One of the G8’s obvious advantages over the G20 is its modest size, which enables the unscripted, candid dialogue that world leaders crave. The first summit of this kind, a G-5 meeting in the Chateau de Rambouillet in 1975, remains the model for this sort of interaction. After intimate discussions over the world economy, the leaders produced a concise declaration of only fifteen paragraphs. David Cameron, this year’s host, is anxious “to go back to those first principles. There will be no lengthy communique. No armies of officials telling each other what each of their leaders think.” As at last year’s Camp David summit, leaders will roll up their sleeves, outside the prying eyes of cameras and reporters, and get down to business.
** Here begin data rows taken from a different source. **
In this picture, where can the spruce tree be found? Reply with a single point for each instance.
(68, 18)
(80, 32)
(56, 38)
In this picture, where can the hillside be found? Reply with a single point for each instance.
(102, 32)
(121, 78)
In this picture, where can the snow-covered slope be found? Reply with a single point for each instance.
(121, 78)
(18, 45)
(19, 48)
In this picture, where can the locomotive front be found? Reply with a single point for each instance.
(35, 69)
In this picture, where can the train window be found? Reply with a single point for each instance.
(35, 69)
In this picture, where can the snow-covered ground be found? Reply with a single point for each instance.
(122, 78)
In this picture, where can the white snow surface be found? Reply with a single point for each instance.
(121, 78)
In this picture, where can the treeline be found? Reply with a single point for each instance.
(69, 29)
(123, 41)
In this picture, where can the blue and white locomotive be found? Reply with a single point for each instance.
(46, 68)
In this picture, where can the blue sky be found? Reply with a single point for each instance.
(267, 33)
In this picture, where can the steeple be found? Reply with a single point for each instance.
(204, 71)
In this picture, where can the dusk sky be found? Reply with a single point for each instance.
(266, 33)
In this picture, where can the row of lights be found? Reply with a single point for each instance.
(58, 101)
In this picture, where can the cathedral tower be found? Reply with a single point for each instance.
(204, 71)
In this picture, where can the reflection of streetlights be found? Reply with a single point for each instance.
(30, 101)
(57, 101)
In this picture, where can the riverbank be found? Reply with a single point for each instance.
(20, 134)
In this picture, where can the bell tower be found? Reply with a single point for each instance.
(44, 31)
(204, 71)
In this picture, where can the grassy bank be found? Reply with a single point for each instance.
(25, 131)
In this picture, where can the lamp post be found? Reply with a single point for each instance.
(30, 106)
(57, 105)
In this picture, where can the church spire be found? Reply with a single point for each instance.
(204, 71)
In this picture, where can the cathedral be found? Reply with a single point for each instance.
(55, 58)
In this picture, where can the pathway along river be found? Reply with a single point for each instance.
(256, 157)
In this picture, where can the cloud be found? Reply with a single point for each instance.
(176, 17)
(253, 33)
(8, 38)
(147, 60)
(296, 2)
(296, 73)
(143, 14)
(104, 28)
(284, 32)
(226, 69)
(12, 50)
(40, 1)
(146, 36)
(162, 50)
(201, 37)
That business, mercifully, will focus on a limited agenda. Under the theme of supporting “open economies, open governments and open societies,” Downing Street has chosen three topics for discussion: advancing global trade, ensuring tax compliance, and promoting greater transparency. These are all worthy goals and ones where the G8—which represents half of global GDP and the lion’s share of official development assistance—has a natural role to play in mobilizing international action.
This being a meeting of world leaders, the conversation in Northern Ireland will doubtless stray from this focused agenda to high-profile political topics—from the latest developments in Syria to the Iranian and North Korean nuclear programs. If so, one can hope that the intimate setting will offer opportunities to forge common ground—or, at least a common understanding of the stakes involved. In a G-x world, global problem-solving will increasingly occur through concerted action within informal clubs of states.